Do you think you might have found your true twin flame? Or are you with a false twin flame? Is it possible you might have entered into a relationship of energy theft? The following list may assist you in determining the quality of the relationship that you’re in and may assist you in measuring the value behind remaining involved or ensuring the cessation of a nightmare. Please note that not every item on this list is an indication of either a false twin flame or an energy thief and in some cases a true twin flame may subtly exhibit a couple of the points on the list. Use intuition and an open mind in evaluating the risks involved in the relationships that you engage in and do not allow yourself to become a victim of a relationship that is destroying the person that you are or disrupting you from pursuing your individual goals. If you think you might be involved with a false twin or an energy stealer this following post may be of further assistance: True vs False Twin Flame: Soul Toxicity Energy Theft

  1. Obsession over the person and constant daydreams consume most waking hours. (True twin flames are on a mission to become “whole” prior to uniting with one another and therefore are unlikely to obsess over one another or allow thoughts to prevent them from their personal missions.)
  2. There is an overpowering sexual energy exchange. (This could manifest in a plethora of ways. A false twin or an energy stealer is quite likely to leave you feeling “used” or “violated” from the sexual act. Furthermore, sexual manipulation is common and may lead to experiences where sexuality is demanded in order to gain access to things needed or wanted. Sex may be used as a form of trade and there is no concern regarding the emotions associated with manipulating sexual surrender in order to gain peace, negotiation, collaboration or assistance among many other things that come naturally in a healthy relationship. A true flame is likely to be revitalizing and even inspire motivation within you toward other objectives in other areas of your life. There is a healing quality to love-making that isn’t present in the false twin.)

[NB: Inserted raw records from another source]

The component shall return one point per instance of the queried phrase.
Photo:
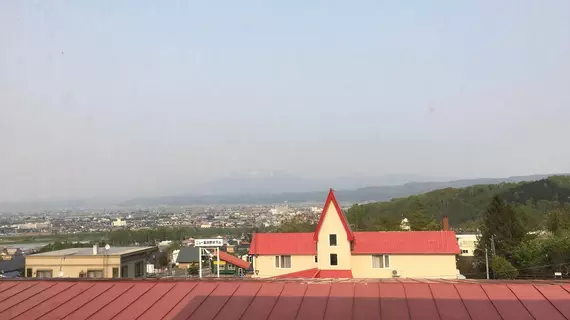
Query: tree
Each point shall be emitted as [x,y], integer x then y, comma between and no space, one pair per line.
[420,222]
[502,228]
[355,216]
[557,221]
[503,269]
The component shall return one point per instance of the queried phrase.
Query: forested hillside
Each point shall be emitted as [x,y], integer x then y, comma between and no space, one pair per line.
[464,206]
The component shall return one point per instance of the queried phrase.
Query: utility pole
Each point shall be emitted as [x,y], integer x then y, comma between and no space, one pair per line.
[493,245]
[200,261]
[487,263]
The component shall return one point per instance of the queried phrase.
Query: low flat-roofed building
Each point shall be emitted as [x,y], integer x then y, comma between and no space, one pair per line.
[117,262]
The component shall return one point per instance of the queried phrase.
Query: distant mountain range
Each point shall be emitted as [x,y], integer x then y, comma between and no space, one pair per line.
[360,195]
[273,188]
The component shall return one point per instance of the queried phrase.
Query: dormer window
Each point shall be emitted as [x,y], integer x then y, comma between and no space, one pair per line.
[332,240]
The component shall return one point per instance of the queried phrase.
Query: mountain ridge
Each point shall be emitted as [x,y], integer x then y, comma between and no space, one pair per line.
[366,194]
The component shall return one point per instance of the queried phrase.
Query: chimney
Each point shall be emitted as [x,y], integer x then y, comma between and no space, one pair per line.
[445,223]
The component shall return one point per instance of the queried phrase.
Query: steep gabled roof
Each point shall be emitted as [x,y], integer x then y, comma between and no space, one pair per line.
[405,242]
[331,199]
[301,243]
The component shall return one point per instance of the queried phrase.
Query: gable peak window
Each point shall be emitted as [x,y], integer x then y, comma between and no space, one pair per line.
[332,240]
[283,262]
[381,261]
[334,259]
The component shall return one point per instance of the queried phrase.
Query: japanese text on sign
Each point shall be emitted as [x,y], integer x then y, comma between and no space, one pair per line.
[209,242]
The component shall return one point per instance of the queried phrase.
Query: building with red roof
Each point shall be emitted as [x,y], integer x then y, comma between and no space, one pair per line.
[333,250]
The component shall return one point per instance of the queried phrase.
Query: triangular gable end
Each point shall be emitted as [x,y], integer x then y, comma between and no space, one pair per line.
[331,199]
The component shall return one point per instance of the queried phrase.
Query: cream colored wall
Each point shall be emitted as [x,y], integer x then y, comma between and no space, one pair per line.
[266,265]
[72,266]
[333,225]
[408,266]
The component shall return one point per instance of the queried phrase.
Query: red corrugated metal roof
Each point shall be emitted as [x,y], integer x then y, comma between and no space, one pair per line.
[309,273]
[405,242]
[232,300]
[335,274]
[331,199]
[283,243]
[234,260]
[390,242]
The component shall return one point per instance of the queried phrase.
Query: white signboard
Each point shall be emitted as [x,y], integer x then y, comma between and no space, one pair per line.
[209,242]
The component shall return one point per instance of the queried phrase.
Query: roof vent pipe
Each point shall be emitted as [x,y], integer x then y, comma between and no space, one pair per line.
[445,223]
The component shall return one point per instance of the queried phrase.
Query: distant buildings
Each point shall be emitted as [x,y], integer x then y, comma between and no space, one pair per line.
[467,244]
[119,223]
[116,262]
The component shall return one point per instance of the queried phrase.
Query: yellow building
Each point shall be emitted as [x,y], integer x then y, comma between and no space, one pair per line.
[118,262]
[333,250]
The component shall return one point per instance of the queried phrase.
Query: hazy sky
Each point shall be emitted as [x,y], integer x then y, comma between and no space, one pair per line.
[103,98]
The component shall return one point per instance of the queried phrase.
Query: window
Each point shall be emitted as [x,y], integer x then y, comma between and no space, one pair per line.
[283,262]
[44,274]
[139,269]
[334,259]
[332,240]
[124,271]
[381,262]
[94,273]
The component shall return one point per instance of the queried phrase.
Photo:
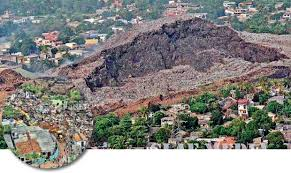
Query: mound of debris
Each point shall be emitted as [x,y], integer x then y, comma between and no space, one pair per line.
[9,79]
[164,44]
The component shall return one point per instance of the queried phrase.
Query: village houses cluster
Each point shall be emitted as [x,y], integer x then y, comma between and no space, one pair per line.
[48,127]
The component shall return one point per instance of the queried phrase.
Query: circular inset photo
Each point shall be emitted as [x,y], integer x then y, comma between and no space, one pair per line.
[47,123]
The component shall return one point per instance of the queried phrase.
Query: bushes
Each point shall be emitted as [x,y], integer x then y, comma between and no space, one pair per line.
[28,87]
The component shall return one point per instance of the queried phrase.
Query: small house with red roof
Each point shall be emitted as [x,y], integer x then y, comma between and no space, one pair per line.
[243,108]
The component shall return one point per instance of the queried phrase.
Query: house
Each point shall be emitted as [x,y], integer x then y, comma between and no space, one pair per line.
[227,4]
[273,116]
[102,37]
[91,42]
[246,5]
[72,45]
[258,143]
[279,6]
[51,36]
[225,143]
[79,141]
[201,15]
[28,140]
[278,99]
[243,108]
[117,29]
[117,4]
[168,121]
[286,16]
[226,105]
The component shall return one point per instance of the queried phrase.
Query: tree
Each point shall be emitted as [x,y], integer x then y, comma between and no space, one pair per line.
[207,98]
[198,107]
[236,127]
[187,122]
[217,118]
[252,110]
[102,125]
[249,133]
[117,142]
[262,120]
[157,117]
[75,95]
[2,141]
[162,135]
[125,122]
[79,40]
[276,140]
[143,112]
[219,131]
[11,112]
[137,136]
[274,107]
[154,107]
[65,34]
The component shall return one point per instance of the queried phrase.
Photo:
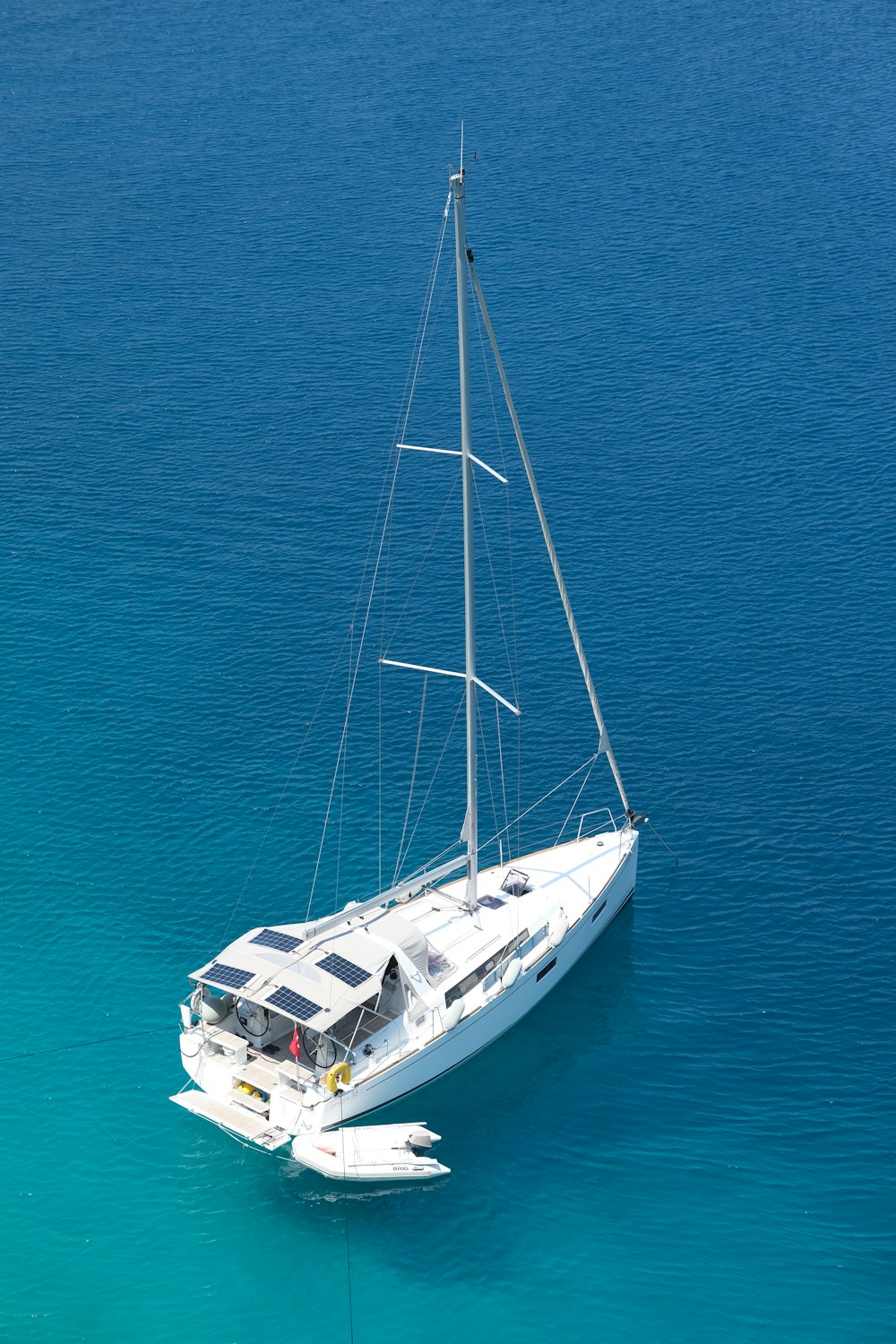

  3. A feeling of apprehension when interacting with them in person or even at a distance via phone or email. (A false twin doesn’t provide the comfort and consolation that a true flame is capable of giving you. Rather, there is this nervous feeling that you may or may not be able to identify with. It is often without recognizable cause but could also be due to fears associated with altercations, allegations or anticipating negative news as an outlet to other frustrations or issues the false twin is facing.)
  4. Communication thru dreams with messages is less recognized because it is disregarded as merely a dream. A false twin will usually show up in dreams displaying animosity, malice or appear in visions within the dreams that represent dilemmas of personal distress. (True flames are also common in dreams and can often communicate with dreams as well. The dreams usually entail pleasant emotions, comfort and sometimes confessions. For instance, a confession of admiration or endearment and awakening with a happy feeling with renewed optimism is also common of a true flame subconscious connection. It’s also not uncommon that true flames and false flames appear in sexually based dreams but the content of the dream may also be rather telling in terms of overall feeling experienced; negative or positive emotional response.)
  5. The creation of personal and emotional distance and intentionally being unavailable to needs and avoid accountability for actions of harm or malice. (Do not expect support, compassion or assistance if in personal need if it is inconvenient them. There may be episodes of complete abandonment during crisis and provoking behavior in inappropriate moments where emotional distress would be warranted. A false twin or energy stealer rarely takes responsibility for their actions or admit to their wrongdoings. They may also play victim to things and are incapable of empathy or remorse. This attribute is quite similar to the description of a psychopath and in psychological terms a psychopath and an energy stealer are one in the same.)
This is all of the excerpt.